ALFABE - CÝLD                      1.   2.   3.   4.   5.   6.
     
 

EVLİYÂ HAYÂTINDAN SAHÎFELER

Evliyânın büyüklerinden Hâce Mevdûd Çeştî (rahmetullahi teâlâ aleyh) pederi vefât ettiğinde yirmi dört yaşındaydı. Pederinin yerine geçerek, talebe yetiştirmeye başladı. Babasının talebeleri, onu hoca kabûl ettiler. Hâce Mevdûd'un babasının vefât haberi, Şeyh-ül-İslâm Ahmed-i Nâmıkî Câmî'ye ulaşınca, Ahmed-i Nâmıkî: "Hâce Mevdûd, büyüklerin yetiştiği bir âiledendir ve daha çok gençtir. Bunun için, onun yanına gidip onun yetişmesini, terbiyesini tamamlıyayım. Onun vilâyetinde bir payım bulunsun. Eğer böyle yapmazsam, onun mübârek âilesine karşı vazifemi yapmamış ve onlara ihânet etmiş olurum." buyurdu.

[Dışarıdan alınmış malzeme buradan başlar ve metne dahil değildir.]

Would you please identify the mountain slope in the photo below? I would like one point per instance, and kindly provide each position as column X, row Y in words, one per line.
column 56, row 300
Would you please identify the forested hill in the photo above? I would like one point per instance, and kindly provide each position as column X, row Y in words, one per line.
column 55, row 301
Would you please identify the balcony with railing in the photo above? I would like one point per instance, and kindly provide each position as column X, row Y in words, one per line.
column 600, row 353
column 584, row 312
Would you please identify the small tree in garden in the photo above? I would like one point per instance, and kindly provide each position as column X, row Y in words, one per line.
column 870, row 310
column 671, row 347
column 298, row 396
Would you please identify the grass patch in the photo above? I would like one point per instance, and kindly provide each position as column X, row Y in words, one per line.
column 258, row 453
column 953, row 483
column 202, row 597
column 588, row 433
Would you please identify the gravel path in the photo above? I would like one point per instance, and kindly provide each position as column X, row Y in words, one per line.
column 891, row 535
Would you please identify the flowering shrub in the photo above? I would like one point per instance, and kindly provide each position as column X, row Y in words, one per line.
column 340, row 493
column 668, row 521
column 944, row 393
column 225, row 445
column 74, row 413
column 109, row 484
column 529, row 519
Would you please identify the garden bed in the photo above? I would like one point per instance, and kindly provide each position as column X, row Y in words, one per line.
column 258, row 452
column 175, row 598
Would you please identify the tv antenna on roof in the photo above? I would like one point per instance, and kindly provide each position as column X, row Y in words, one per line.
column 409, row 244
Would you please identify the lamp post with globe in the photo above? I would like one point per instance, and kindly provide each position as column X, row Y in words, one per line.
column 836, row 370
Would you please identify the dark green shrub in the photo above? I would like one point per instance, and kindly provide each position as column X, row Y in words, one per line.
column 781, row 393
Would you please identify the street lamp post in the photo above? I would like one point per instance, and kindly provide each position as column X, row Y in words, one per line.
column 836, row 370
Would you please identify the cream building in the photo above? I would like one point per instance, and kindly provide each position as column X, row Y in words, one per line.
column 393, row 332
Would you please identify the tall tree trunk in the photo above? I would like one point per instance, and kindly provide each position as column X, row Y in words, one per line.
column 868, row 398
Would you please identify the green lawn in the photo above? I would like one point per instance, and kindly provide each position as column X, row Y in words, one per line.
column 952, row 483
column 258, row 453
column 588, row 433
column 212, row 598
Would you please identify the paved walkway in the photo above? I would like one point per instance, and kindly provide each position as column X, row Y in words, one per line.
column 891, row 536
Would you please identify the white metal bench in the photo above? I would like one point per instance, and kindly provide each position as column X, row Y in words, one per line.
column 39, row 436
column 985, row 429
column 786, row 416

Ahmed-i Nâmıkî Câmî, yanında talebelerinden kalabalık bir grup ile Câm'dan Çeşt'e doğru yola çıktı. Herat'a vardığında bâzı münâfıklar, Hâce Mevdûd'a gittiler ve "Şeyh-ül-İslâm Ahmed-i Nâmıkî Câmî babanızın vefâtını işitmiş. Sizin için ise, o daha çok gençtir, gidip onun vilâyetine müdâhale edeyim demektedir." dediler. Münâfıkların bu sözleri üzerine, Hâce Mevdûd bir müddet murâkabe etti. Sonra başını kaldırarak onlara: "Sizin söylediklerinizin hepsi yanlıştır ve işitilmemiş şeylerdir. Ahmed-i Nâmıkî Câmî, muhabbet ve ihlâsla bizi kuvvetlendirmeye geliyor." buyurdu. Bu sırada Ahmed-i Nâmıkî Câmî hazretlerinin yakına geldiğini haber verdiler. Bunun üzerine Hâce Mevdûd Çeştî onu karşılamaya çıktı. Orada bulunan ard niyetli münâfıklar:

"Şâyet Şeyh onu ister istemez karşılayacak ise, çok kalabalık bir grup ile karşılamamalıdır." dediler. Hâce Mevdûd, bu sözlere hiç îtibâr etmedi. Dört bin talebesi ile yola çıktı. Yolda Herat'a kadar kiminle karşılaştı ise, hepsi ona talebe oldu. O kadar kalabalık görülmemişti.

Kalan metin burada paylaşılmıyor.